Therefore, the authors of this study investigated possible impact of levothyroxine treatment of subclinical hypothyroidism in pregnancy divided into different TPOAb status and TSH levels.

THE FULL ARTICLE TITLE
Gao S et al. Levothyroxine treatment in pregnant women with thyroid stimulating hormone levels ranging between 2.5 and 10 mIU/L: A propensity score matched analysis. Thyroid . Epub 2024 Apr 26; doi: 10.1089/ thy.2023.0662. PMID: 38666684.

SUMMARY OF THE STUDY
Data from 4370 Chinese pregnant women from the China Birth Cohort Study were included. Women with pregnancies with a single baby and no history of thyroid disease were previously recruited between 6-14 weeks of pregnancy and had TSH, FT4, and TPOAb levels measured. The participants were divided into four subgroups according to TPOAb status and TSH level: subgroup A (TSH 2.5-4.0mIU/L and TPOAb negative), subgroup B (TSH 4.0-10.0mIU/L and TPOAb negative), subgroup C (TSH 2.5-4.0mIU/L and TPOAb positive), and subgroup D (TSH 4.0-10mIU/L and TPOAb positive).

Of the 4370 participants, 31% (1342) were treated with levothyroxine and 69% (3028) were not. In the whole group, less women treated with levothyroxine had pregnancy loss (miscarriage or stillbirth) compared to those who were not treated with levothyroxine (4.8% vs 8.8%). In analyses taking account of other potential factors, treatment with levothyroxine was associated with about 33% lower risk of pregnancy loss and about 60% higher risk of small-for-gestational age birth. When the impact of levothyroxine treatment was assessed separately for each subgroup, levothyroxine treatment was associated with about 43% lower risk of pregnancy loss in subgroup A and B. However, levothyroxine treatment was associated with about two-times higher risk of preterm birth in subgroup C.

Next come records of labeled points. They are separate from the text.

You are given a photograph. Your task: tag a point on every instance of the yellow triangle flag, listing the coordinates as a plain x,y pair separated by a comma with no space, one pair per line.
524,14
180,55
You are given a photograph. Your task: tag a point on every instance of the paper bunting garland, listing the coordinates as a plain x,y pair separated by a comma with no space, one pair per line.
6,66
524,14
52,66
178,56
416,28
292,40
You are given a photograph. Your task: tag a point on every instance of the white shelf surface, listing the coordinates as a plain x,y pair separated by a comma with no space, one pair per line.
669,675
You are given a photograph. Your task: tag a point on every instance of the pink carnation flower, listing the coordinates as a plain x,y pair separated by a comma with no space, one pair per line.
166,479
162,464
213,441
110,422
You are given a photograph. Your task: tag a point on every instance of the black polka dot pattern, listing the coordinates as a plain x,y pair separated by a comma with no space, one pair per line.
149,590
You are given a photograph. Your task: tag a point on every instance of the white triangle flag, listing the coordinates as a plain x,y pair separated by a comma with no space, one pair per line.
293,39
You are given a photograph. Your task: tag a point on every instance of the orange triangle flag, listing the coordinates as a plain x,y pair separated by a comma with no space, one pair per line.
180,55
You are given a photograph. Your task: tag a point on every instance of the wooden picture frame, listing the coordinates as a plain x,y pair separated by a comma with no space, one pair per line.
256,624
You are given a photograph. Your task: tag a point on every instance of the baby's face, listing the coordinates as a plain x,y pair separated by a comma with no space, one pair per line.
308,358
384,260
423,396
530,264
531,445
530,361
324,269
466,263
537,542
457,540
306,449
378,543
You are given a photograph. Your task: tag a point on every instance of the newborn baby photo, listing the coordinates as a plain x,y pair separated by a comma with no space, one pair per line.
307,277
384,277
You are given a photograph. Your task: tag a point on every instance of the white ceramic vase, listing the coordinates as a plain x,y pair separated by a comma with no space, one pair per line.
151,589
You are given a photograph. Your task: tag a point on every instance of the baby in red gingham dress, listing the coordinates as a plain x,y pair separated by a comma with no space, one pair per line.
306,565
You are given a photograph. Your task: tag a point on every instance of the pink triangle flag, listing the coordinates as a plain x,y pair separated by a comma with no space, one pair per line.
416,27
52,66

WHAT ARE THE IMPLICATIONS OF THIS STUDY?
The findings of this study suggest that levothyroxine treatment of subclinical hypothyroidism starting in the first trimester of pregnancy may be associated with a lower risk of pregnancy loss and a higher risk of smallfor- gestational age birth. Treatment of mildly elevated TSH at 2.5-4mIU/L with levothyroxine was associated with an increased risk of preterm birth. This study shows potential benefit of levothyroxine treatment of subclinical hypothyroidism with TSH > 4mIU/L, which is the cutoff for abnormal TSH in pregnancy suggested by the current American Thyroid Association guideline. Determining the “right” level of TSH to treat is important to minimize harm from treatment, since this study also suggests that treatment of only slightly elevated TSH may be associated with increased risks of preterm birth or small-for-gestational age birth. Further studies are needed to clearly define the best TSH cutoff for treatment of subclinical hypothyroidism and safety of levothyroxine treatment in pregnancy.

— Sun Lee, MD

ABBREVIATIONS & DEFINITIONS

Hypothyroidism: a condition where the thyroid gland is underactive and doesn’t produce enough thyroid hormone. Treatment requires taking thyroid hormone pills.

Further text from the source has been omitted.